A major sticking point in the negotiations between the ILA and USMX has to do with how the ILA has to negotiate all Master Contract issues with the ILA Wage Scale Committee, which the ILA’s Daggett said in a letter to USMX’ Capo is a democratically-elected committee that Capo has declined to address despite Daggett’s overtures to do so.
Another issue has to do with technology. USMX’ Capo maintains that the ILA is demanding that management guarantee a job for any worker even if new technologies eliminate a need for that position. Capo also noted that the current Collective Bargaining Agreement mandates that both sides negotiate over the impact new technology might have on the work force.

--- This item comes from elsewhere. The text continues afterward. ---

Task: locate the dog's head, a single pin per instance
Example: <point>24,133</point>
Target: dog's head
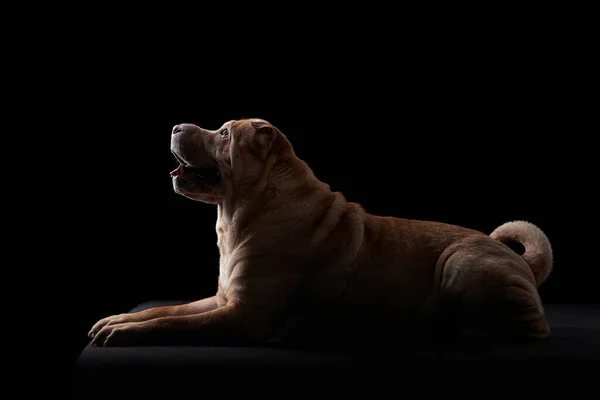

And Capo also explained that the possibility of chassis pool operators joining USMX and be bound to the Master Contract, as per the ILA’s request, would be “impossible” to achieve as the USMX cannot legally force pool operations to do so.
The ILA is also requesting that all import containers be weighed at the pier before being released to assure that ILA funds are not shortchanged monies and help to save lives as the ILA has lost 14 members in the last year due to workplace fatalities. While the ILA admitted this would reduce port productivity it stressed that productivity can never trump safety. USMX contends that weighing containers would create more unneeded work, add unnecessary expense and increase congestion at the ports.

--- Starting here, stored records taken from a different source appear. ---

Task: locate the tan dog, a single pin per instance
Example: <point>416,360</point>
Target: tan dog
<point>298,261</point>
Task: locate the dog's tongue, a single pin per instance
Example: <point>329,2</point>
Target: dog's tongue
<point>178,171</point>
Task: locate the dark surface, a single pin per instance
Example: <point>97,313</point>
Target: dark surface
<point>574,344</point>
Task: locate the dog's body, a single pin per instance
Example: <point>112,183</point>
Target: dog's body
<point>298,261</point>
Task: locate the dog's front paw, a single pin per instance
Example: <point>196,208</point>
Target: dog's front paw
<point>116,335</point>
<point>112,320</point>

A noted ocean cargo expert said how significant an impact a potential disruption will be depends on its duration but may not be as dire as it could be.

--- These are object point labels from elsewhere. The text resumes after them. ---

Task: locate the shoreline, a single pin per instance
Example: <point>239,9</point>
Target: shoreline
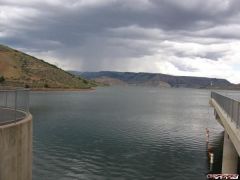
<point>61,90</point>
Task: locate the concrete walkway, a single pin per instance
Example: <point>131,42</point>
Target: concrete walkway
<point>9,115</point>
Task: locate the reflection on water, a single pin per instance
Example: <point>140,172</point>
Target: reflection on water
<point>124,133</point>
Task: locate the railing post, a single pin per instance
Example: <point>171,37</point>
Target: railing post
<point>15,104</point>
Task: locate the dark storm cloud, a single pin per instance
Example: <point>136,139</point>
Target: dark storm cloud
<point>93,34</point>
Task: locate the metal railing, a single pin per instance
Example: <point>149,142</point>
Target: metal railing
<point>14,105</point>
<point>229,105</point>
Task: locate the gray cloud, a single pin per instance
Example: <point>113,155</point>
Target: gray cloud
<point>102,35</point>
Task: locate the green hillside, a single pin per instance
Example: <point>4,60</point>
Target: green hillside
<point>20,69</point>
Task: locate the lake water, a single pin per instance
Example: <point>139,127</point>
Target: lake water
<point>123,133</point>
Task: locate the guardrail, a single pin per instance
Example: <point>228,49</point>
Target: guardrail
<point>14,105</point>
<point>229,105</point>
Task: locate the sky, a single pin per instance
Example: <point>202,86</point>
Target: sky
<point>178,37</point>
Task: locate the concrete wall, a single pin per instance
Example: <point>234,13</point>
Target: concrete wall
<point>16,150</point>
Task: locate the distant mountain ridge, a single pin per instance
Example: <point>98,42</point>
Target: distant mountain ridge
<point>20,69</point>
<point>157,79</point>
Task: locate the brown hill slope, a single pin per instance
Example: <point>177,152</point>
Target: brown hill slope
<point>20,69</point>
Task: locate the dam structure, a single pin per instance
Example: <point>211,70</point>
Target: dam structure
<point>227,113</point>
<point>15,135</point>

“There are also limits to contingency plans and mitigation,” said Paul Bingham, economics practice leader at CDM Smith. “At some point the cost of obtaining alternative transportation (i.e. West Coast or air freight) or stocking inventories outweighs the profits lost from just waiting out a disruption. Profits lost come from lost sales and depreciated product value (e.g. perishables.) Yet one needs to be careful to not over-value disruption impacts. The ships that are delayed in the case of a disruption aren’t sunk, they are diverted or delayed at sea, with most of those cargoes eventually getting to their intended recipients. There is also the working off of pent up demand after a port disruption where some of the intially-disrupted sales are made up, just with a lag.”
Bingham said that the costs of assuring import capacity on alternative routes, such as across the West Coast ports, or advance stocking of inventory can be thought of as disruption insurance premiums.
And Ted Prince, principal consultant at T. Prince and Associates LLC and a partner at Surface Intermodal Solutions, said that there is nothing preventing the ILA and USMX from reaching a deal.
“The question is if the ILA is really trying to make a statement here,” he said. “There has been so much talk about the death of organized labor politically and generically. This is a labor union with a very proud history.”